Crystals grow. Snowflakes grow. Stars and planets grow. Comets grow. Stalactites and stalagmites grow. River deltas grow. So much for your education.


JmCastor said:


> its a child as soon as the sperm and egg meet


That's your modern mythological interpretation that is not supported by logic or reality. It's not even support by the bible which explicitly states that terminating a pregnancy is not equivalent to murder (which is punishable by death), but merely a "wrong" that is to be settled by the injurer negotiating a fine with the potential father.


JmCastor said:


> Granted there are some cases where the Mother has to get rid of the child or die, and this is understandable to me.
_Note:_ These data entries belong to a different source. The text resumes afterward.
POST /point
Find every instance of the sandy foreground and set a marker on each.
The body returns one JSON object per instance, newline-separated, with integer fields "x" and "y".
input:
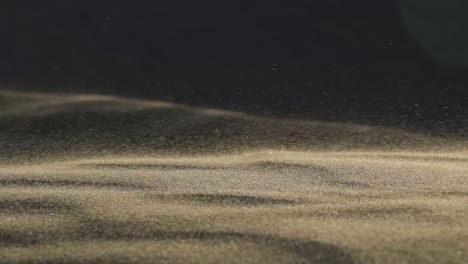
{"x": 76, "y": 188}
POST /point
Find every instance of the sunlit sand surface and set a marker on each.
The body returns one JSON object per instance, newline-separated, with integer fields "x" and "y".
{"x": 98, "y": 179}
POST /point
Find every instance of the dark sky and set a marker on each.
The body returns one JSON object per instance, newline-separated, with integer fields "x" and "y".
{"x": 363, "y": 61}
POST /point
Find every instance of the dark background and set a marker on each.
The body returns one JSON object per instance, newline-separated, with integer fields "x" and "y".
{"x": 334, "y": 60}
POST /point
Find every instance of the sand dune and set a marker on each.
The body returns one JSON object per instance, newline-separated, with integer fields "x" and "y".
{"x": 101, "y": 179}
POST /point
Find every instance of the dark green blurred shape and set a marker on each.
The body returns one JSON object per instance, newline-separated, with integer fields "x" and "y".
{"x": 440, "y": 26}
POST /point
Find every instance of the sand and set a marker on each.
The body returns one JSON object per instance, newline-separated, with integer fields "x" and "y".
{"x": 103, "y": 179}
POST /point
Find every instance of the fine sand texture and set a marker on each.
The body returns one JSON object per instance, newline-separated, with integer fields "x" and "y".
{"x": 104, "y": 179}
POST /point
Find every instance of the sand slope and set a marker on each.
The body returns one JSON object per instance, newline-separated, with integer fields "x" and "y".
{"x": 99, "y": 179}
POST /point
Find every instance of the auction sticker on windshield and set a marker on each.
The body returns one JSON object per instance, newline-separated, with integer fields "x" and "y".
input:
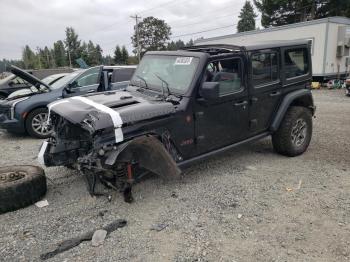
{"x": 183, "y": 60}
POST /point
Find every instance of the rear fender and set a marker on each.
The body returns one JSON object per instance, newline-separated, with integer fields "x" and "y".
{"x": 301, "y": 97}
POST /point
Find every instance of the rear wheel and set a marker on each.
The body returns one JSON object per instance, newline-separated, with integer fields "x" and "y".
{"x": 37, "y": 124}
{"x": 294, "y": 134}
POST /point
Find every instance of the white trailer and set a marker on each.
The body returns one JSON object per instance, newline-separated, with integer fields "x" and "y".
{"x": 330, "y": 43}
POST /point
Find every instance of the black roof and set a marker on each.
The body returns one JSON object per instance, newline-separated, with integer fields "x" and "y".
{"x": 214, "y": 49}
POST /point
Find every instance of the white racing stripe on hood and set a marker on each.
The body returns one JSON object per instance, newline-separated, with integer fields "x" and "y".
{"x": 117, "y": 121}
{"x": 50, "y": 106}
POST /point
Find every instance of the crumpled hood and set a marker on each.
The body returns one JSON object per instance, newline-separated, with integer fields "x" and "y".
{"x": 110, "y": 108}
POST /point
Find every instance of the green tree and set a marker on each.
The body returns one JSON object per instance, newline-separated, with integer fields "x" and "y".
{"x": 125, "y": 55}
{"x": 190, "y": 43}
{"x": 118, "y": 59}
{"x": 59, "y": 54}
{"x": 282, "y": 12}
{"x": 73, "y": 45}
{"x": 246, "y": 18}
{"x": 153, "y": 34}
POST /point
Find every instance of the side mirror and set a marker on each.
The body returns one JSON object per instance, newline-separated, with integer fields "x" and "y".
{"x": 70, "y": 87}
{"x": 210, "y": 90}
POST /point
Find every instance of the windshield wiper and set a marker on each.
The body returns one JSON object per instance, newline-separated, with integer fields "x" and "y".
{"x": 144, "y": 80}
{"x": 166, "y": 84}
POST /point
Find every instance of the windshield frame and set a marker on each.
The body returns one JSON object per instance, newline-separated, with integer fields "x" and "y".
{"x": 64, "y": 81}
{"x": 158, "y": 88}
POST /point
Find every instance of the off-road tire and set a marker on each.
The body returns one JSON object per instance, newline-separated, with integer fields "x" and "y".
{"x": 21, "y": 186}
{"x": 29, "y": 121}
{"x": 282, "y": 139}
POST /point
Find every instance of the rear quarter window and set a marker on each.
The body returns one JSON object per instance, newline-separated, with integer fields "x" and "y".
{"x": 296, "y": 62}
{"x": 124, "y": 74}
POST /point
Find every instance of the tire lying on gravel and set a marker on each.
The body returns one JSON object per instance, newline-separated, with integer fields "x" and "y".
{"x": 294, "y": 134}
{"x": 21, "y": 186}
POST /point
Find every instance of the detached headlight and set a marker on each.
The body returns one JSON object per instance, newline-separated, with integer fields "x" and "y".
{"x": 13, "y": 106}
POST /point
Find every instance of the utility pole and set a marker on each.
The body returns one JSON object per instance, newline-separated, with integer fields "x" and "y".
{"x": 70, "y": 61}
{"x": 136, "y": 17}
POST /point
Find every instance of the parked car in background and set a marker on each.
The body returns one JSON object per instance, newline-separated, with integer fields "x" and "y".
{"x": 11, "y": 84}
{"x": 29, "y": 113}
{"x": 347, "y": 87}
{"x": 32, "y": 89}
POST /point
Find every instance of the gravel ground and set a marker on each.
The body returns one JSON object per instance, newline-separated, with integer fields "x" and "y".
{"x": 249, "y": 204}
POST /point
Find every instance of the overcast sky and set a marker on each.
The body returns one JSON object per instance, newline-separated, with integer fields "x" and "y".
{"x": 107, "y": 22}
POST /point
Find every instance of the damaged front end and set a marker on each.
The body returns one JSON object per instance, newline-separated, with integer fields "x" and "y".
{"x": 96, "y": 150}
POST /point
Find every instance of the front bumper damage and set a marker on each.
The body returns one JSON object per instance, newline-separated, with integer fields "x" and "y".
{"x": 96, "y": 154}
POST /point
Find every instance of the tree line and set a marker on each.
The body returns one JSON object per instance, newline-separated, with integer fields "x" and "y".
{"x": 155, "y": 34}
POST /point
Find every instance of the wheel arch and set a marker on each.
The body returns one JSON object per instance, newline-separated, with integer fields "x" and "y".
{"x": 297, "y": 98}
{"x": 149, "y": 152}
{"x": 25, "y": 118}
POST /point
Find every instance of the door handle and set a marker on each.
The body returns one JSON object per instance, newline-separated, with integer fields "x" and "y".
{"x": 242, "y": 103}
{"x": 276, "y": 93}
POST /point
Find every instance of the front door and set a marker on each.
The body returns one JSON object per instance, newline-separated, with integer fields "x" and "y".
{"x": 265, "y": 89}
{"x": 223, "y": 121}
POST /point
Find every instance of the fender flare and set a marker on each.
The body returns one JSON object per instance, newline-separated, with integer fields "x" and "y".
{"x": 287, "y": 102}
{"x": 150, "y": 153}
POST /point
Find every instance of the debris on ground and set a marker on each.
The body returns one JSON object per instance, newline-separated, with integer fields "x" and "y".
{"x": 73, "y": 242}
{"x": 159, "y": 227}
{"x": 98, "y": 237}
{"x": 252, "y": 168}
{"x": 42, "y": 203}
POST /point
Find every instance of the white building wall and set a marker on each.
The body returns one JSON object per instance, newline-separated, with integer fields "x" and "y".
{"x": 315, "y": 32}
{"x": 334, "y": 64}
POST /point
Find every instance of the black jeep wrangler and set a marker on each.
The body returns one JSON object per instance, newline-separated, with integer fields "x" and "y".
{"x": 183, "y": 106}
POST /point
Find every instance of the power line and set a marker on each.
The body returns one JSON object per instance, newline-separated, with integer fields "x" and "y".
{"x": 204, "y": 31}
{"x": 161, "y": 5}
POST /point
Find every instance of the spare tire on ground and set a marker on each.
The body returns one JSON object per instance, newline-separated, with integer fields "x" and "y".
{"x": 21, "y": 186}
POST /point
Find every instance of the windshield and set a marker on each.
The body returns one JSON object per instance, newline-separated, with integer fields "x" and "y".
{"x": 65, "y": 80}
{"x": 177, "y": 71}
{"x": 7, "y": 78}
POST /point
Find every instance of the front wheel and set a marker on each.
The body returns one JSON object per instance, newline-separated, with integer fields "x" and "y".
{"x": 294, "y": 134}
{"x": 37, "y": 124}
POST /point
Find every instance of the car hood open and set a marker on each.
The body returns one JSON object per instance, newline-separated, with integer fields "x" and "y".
{"x": 101, "y": 111}
{"x": 28, "y": 77}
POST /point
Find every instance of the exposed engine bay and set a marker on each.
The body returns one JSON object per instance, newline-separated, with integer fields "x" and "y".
{"x": 90, "y": 139}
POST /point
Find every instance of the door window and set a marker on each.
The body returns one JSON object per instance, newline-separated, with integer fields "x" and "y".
{"x": 228, "y": 73}
{"x": 264, "y": 68}
{"x": 296, "y": 62}
{"x": 89, "y": 77}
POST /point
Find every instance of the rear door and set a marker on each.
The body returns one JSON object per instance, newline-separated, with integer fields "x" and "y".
{"x": 223, "y": 121}
{"x": 265, "y": 88}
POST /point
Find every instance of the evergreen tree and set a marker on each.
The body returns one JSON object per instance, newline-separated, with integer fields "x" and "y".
{"x": 72, "y": 44}
{"x": 125, "y": 55}
{"x": 246, "y": 18}
{"x": 118, "y": 59}
{"x": 153, "y": 34}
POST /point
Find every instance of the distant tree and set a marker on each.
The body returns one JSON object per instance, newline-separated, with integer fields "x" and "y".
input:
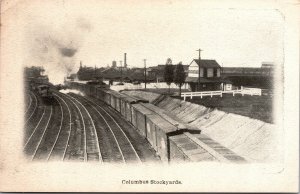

It's LIFE shouldn't mean more than the Mother's LIFE, but its LIFE should mean more than the Mother's whimsical desires. It should mean more than that lady who got pregnant JUST to get an abortion and record it.....


As I said, and you refuse to understand, it's not a life at the point of conception, or for the first several months any more than a complete set of plans or a foundation, or a partially built frame, etc. is a house.

*Please, don't claim facts or logic, when they're not on your side.*

You can't base your claim on logic, facts or reality. You can only base your claim on the current subjective interpretation of a supposedly inerrant and immutable religious mythology that you adhere to. Therefore your BELIEFS have no bearing on laws that apply to anybody outside your particular interpretation, of your particular version, of your chosen mythology. This is not debatable.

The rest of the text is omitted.